Winning Bizness Desk
Mumbai. The restrictions imposed due to the epidemic broke the back of the hotel and tourism industry making this sector as the worst hit of the Corona outbreak. The hotel industry has also benefited the most from the lockdown restrictions removed after the reduction of covid cases in India and now the hotel room booking (Hotel Occupancy rate) has crossed the pre-Covid-19 level as well.
According to Motilal Oswal Financial Services, hotel occupancy has been more than 65 per cent in April 2022. This is 100 basis points (1 percent) more than the figures of April 2019. In this way the booking of hotel rooms has also crossed the pre-Covid-19 level. The maximum number of hotel rooms were booked in the Mumbai region and this region has emerged as the market leader.

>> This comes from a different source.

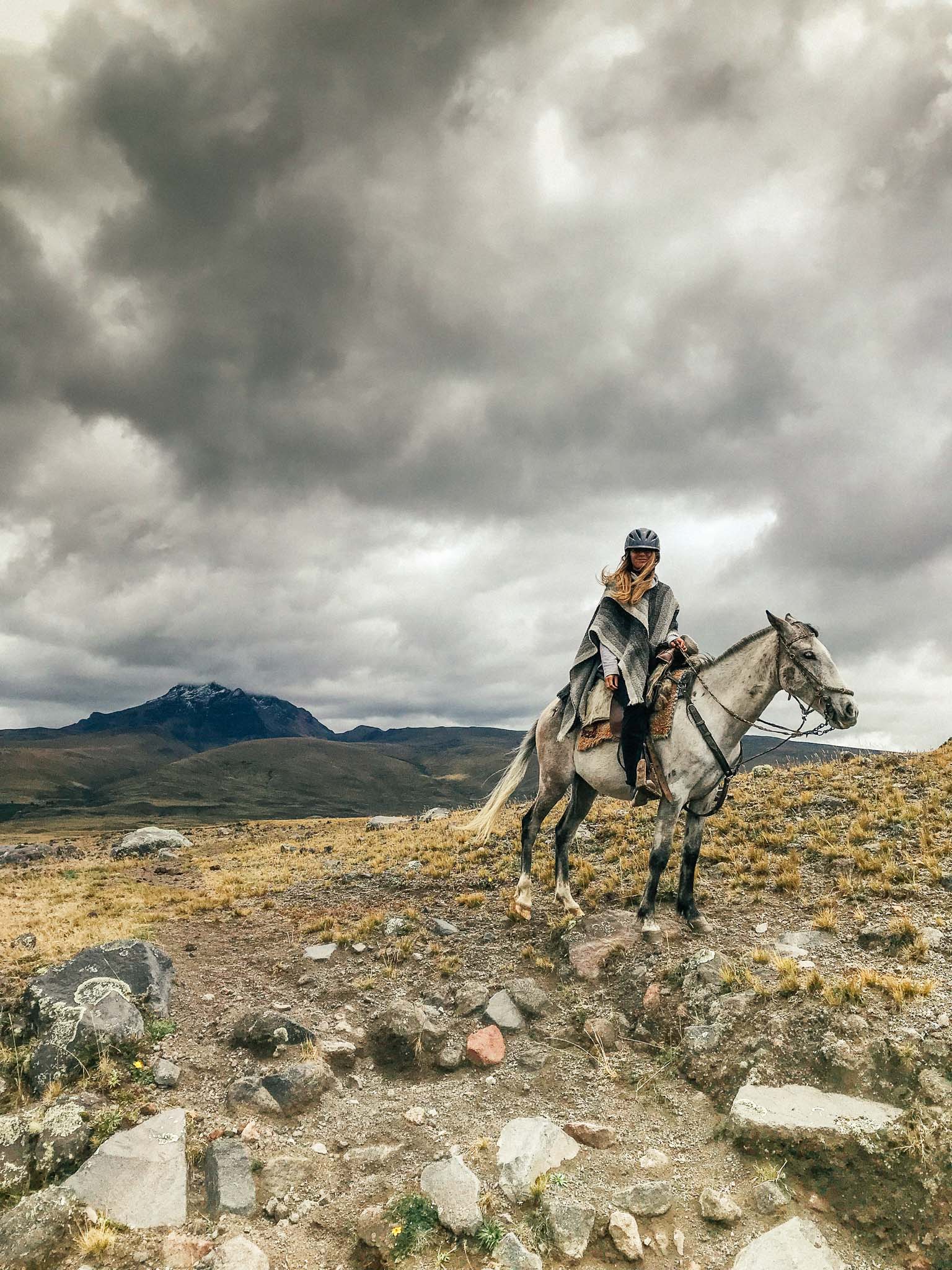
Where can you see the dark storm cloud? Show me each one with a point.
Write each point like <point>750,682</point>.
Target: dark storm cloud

Increase in revenue due to increase in booking
The Annual Recurring Revenue (ARR) has also increased by 4 per cent to Rs 5,850 as compared to April 2019, with hotel room bookings reaching 65 per cent. Due to this, the revenue per available room (RevPAR) has also increased by five percent as compared to April 2019 and has reached Rs 3,804. On an annualized basis, the hospitality basket has achieved a growing EBITDA in the fourth quarter of FY 2022. East India Hotels has achieved the highest growth followed by Indian Hotels, Chalet and Lemon Tree. Leisure travel returned to normal in April 2022.
Continues to accelerate
This momentum continues in May 2022. Excess demand versus supply constraints will drive mid to long term ARR growth. The aggregate revenue of major hospitality sector players such as Chalet, East India Hotels, Lemon Tree and Indian Hotels declined by 19 per cent on a quarterly basis, but grew by 41 per cent on a year-on-year basis in the fourth quarter of FY 2022. On an annual basis, Chalet has generated 51 per cent more revenue, Indian Hotels 42 per cent and East India Hotels 40 per cent more revenue.